頭巾をおろしつつ、太陽の位置を確認して、驚いた。
ほんの寸分と思ったのだが、三時間ちかく眠っていたようだった。
寝心地のよろしくない環境ながらも、熟睡であった。
涎は垂らしていないようであり、安心した。
メイバドルまで、往路はおよそ五時間と聞いていたので、もうしばらく、車上の人となる。

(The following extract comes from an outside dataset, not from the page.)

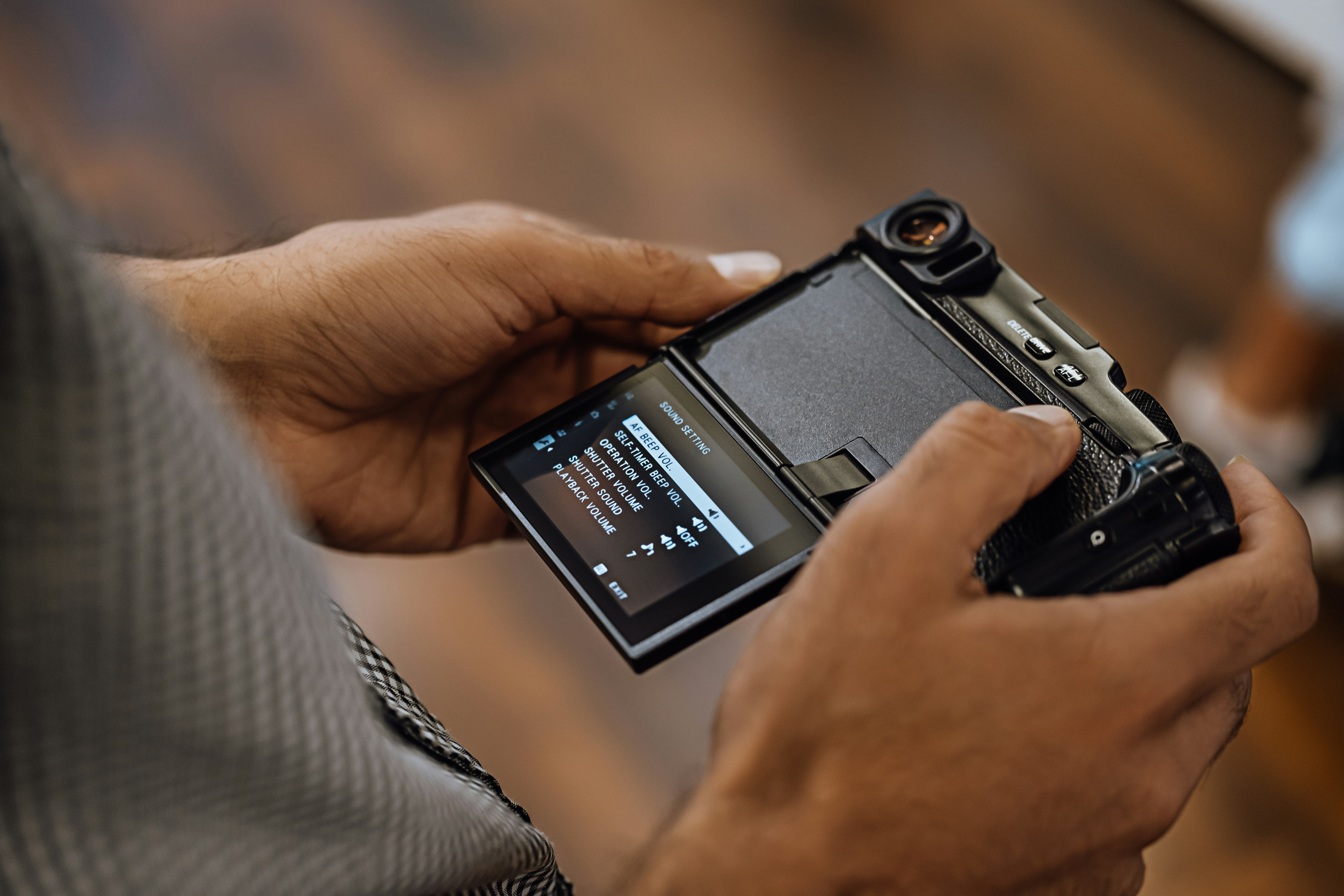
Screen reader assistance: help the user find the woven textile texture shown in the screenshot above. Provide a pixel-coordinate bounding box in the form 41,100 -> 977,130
0,135 -> 570,896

「ぼくらのあとをね。ついてきてるお化けがいるんだよ。森からずっと」
「森から?」
横で、か細い吐息がした。
バレストランド魔法使いが川沿いで見た幽霊。
セナ魔法使いを追いかけてきた男の幽霊が、まだ、ついてきている?
訊ねてみると、少年が顔を左右に振った。
「ううん、別のお化け。川にいたお化けは、ほんとにただの通りすがりの人。追い払うのは面倒だったけどさ」
「二週間くらい前に、里にきた魔法使いよ」
裾で足首を隠しながら、つまらなそうに言う。
「とても感じのいい人で。わたしも姿を出して、気軽に接してたの。そしたら先日、そろそろ昇がりたいからって、サオリの御神木の場所を聞かれてね。こまかく教えてあげて……。その日のうちに里から居なくなってたから、てっきり昇がったものと思ってた」
「それが昇がってなかったんだ。森にうじゃうじゃいるお化けたちの存在感に、紛れ込んでた。たぶん、昇がるのやめて、里まで戻ってきたんだと思う。ポハンカが見つからなくて、まわりの森をうろうろしながら、さがしてたみたい」
「セナ様を捜す?」
「うん。ポハンカは普段、化粧の魔法をかぶってて、お化けの目には偽物の姿が映ってる。ポハンカが心をひらかないと、ほんとうの姿は見えないんだ。それで、居どころがわからなくなって、さがしまわってるうちに気持ちがどんどんふくらんで、こじれてったみたいで……。嫌らしいお化け迷子になっちゃってた。ポハンカのことしか頭にない感じ」
なんと答えたら、よいのやら。
「そいつが、サリアタ様のちからを辿って追ってきていたことに、さっき気づいたんだ。ポハンカの居場所が、やつにばれてた」
「どうして?」
「森で、川を渡ったとき」
うーん、とおれは唸ってしまった。
「倒木がなくなってたのは、やつの仕業だよ」
「網を張ったと?」
「どうかしらね。偶々だとは思うけど」
「油断するから」
「うるさい」
「それで、どうするんですか?」
問うとセナ魔法使いが、おれの外套に手を伸ばし、袖の汚れをそっと払った。
「今のところは、どうもしないわ。ついてきているだけだから。サリアタ様のご判断待ちよ」
「ひさしぶりに、町へ遊びに行くのにさあ」
言いながらアラム少年が、短弓を握って斜に構え、過ぎてゆく道の彼方へ向け、弦をききっと絞ってみせた。
「お化け迷子の危ない魔女には、お引きとり願おう」
え?
「魔女っ?」
思わず声高になって聞き返すと、二人が同時に頷いた。
「女の人なんですかっ?」
「そうよ。だからわたしも、姿を見せて接したの」
「ポハンカはよそ者の男とはほとんど話ししない。顔は、絶対に見せないよね。ぼくにはすぐ見せたけど」
「あんたは例外。子供だったからね」
セナ魔法使いに執着している幽霊は、女性なのか。
同性にも、つきまとわれてしまうとは、いやはや。
「じゃあ……。フロリダス先生のときは?」
不意の沈黙。
「サリアタ様がびっくりしてたよ。あっさり顔面を見せよったって。なんで? 先生はなんの例外?」
興味深げに問いを重ねる少年を、じろりと後目にかけつつも、ぞんざいな口調の答えが、横から聞こえた。
「同じよ。子供だったから」
がたんと荷台が揺れ、ころころころと長杖が転がり、おれの腰にとんと当たった。
訪問客の精神年齢を、見抜いた、ということなのだろう。
その返答に、納得しかけていたところで。
アラム少年が、同情するような優しい眼差しで、おれを見た。